Мысль о том, что и моя госпожа, и её возлюбленный в случае моей неудачи обречены на смерть, поддерживала меня в стремлении не допустить грехопадения. Тем более что считать Ферхада своим врагом я не мог. Увы, всему виной было несчастное стечение обстоятельств. И, думая о той ситуации, в которой все мы оказались, я невольно сравнивал себя с искусным воином, с мечом в руках защищающим двух несмышленых детей от того, что угрожало им обоим. Защищающим тех, кто не мог защитить себя сам.
XXXVIII
В этот год месяц Рамадан пришелся на самую середину зимы. Может быть, поэтому выдерживать пост не составляло особого труда: долгие ночи и холода способствовали тому, что все как будто впали в спячку, и ленивое ничегонеделание не только не раздражало, но даже доставляло своеобразное удовольствие. Но к концу месяца снег понемногу начал таять, обнажая остроконечные пики гор, обступивших Конью со всех сторон, дикий виноград выпустил молодые побеги, и первые гиацинты покрыли землю, точно переливчатый восточный ковер.
Может быть, поэтому, к тому времени когда священный для всех правоверных месяц Рамадан уже близился к концу, все как будто очнулись от зимней спячки. Заодно проснулся и аппетит, так что выдерживать пост становилось все труднее. Я только вздыхал украдкой, понимая, насколько трудно приходится моей госпоже и ее возлюбленному: в это время, когда все вокруг словно пробуждалось к новой жизни, наверное, было особенно невыносимо терпеть разлуку, на которую их обрекали высокие стены гарема.
Мне это удалось, с торжеством думал я про себя. Удалось выдержать испытание — испытание более сложное и трудное, чем те, что выпадали до сих пор на мою долю. Потому что мне было намного страшнее, чем в те дни, когда нам угрожала смерть от руки разбойников или разъяренных матросов с Хиоса. И сейчас, признаюсь, я упивался своим торжеством, беззастенчиво превознося себя до небес, и ничуть не стыдился этого. Только человек, впервые испытавший счастье повергнуть врага к своим ногам, сможет понять, что я тогда чувствовал.

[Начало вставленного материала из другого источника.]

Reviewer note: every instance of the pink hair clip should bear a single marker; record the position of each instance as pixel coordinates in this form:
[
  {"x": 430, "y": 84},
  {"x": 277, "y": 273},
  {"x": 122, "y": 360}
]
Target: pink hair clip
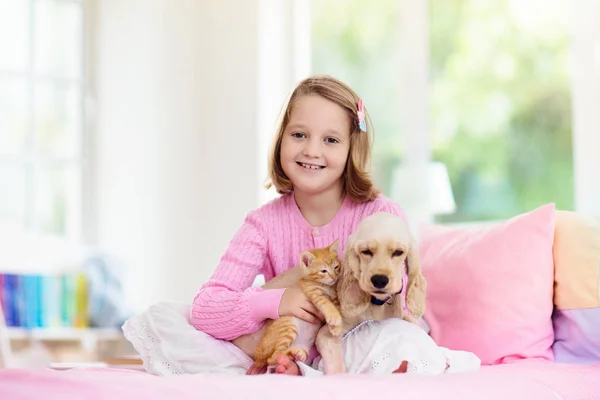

Облегчение и триумф я отпраздновал единственным доступным мне способом. Во вторник, незаметно улизнув из гарема, я уже хорошо знакомой мне дорогой отправился на службу дервишей из того ордена, к которому принадлежал Хусейн. От этого удовольствия из-за зимы, Рамадана и поста я был вынужден надолго отказаться. Нет, раза два-три за все это время я все-таки выбирался к ним, но так и не нашел в себе сил присоединиться к их пляске. Просто сидел в уголке и молча смотрел или в одиночестве бродил по галерее.

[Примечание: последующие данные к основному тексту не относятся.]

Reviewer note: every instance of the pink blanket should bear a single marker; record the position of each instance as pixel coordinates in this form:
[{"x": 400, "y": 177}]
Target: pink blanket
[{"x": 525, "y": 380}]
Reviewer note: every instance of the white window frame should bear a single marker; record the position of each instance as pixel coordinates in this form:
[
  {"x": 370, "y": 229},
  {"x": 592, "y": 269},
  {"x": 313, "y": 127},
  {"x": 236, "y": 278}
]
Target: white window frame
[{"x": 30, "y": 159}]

Но теперь словно гора упала у меня с плеч. Облегчение, которое я испытывал, было столь велико, что я едва не дал зарок присоединиться к великому братству суфиев. И, наверное, сделал бы это, если бы перед моим мысленным взоров внезапно не сверкнул меч, словно желая напомнить о том жестоком наказании, которое ожидало меня, вздумай я пренебречь своими обязанностями. Видение промелькнуло и тут же исчезло, но этого было достаточно, чтобы в самый последний момент вернуть меня к действительности. И вот я опять был вынужден почти силой заставить себя вырваться из хоровода дервишей и потом еще долго приходил в себя на дворе, хватая морозный воздух широко открытым ртом.
И вновь, как в самый первый раз, незадолго до рассвета ко мне вышел Хусейн. Он был один. Мы долго молча упивались созерцанием Млечного пути, испытывая примерно те же самые чувства, что и курильщик, когда, он, вдохнув аромат любимого табака, на мгновение зажмуривается, наслаждаясь тем, как сладко кружится голова.
Не знаю, мог ли Хусейн читать мои мысли… Говорят, многие дервиши с годами развивают в себе эту способность, а прежде мне уже не раз приходило в голову, что Хусейн без труда угадывает мои мысли. Но вполне возможно, все было не так. Скорее всего, для него не составляло труда догадаться, о чем я думаю, потому что и сам он в это время испытывал нечто похожее. И догадывался, чему радуется и о чем печалится моя душа.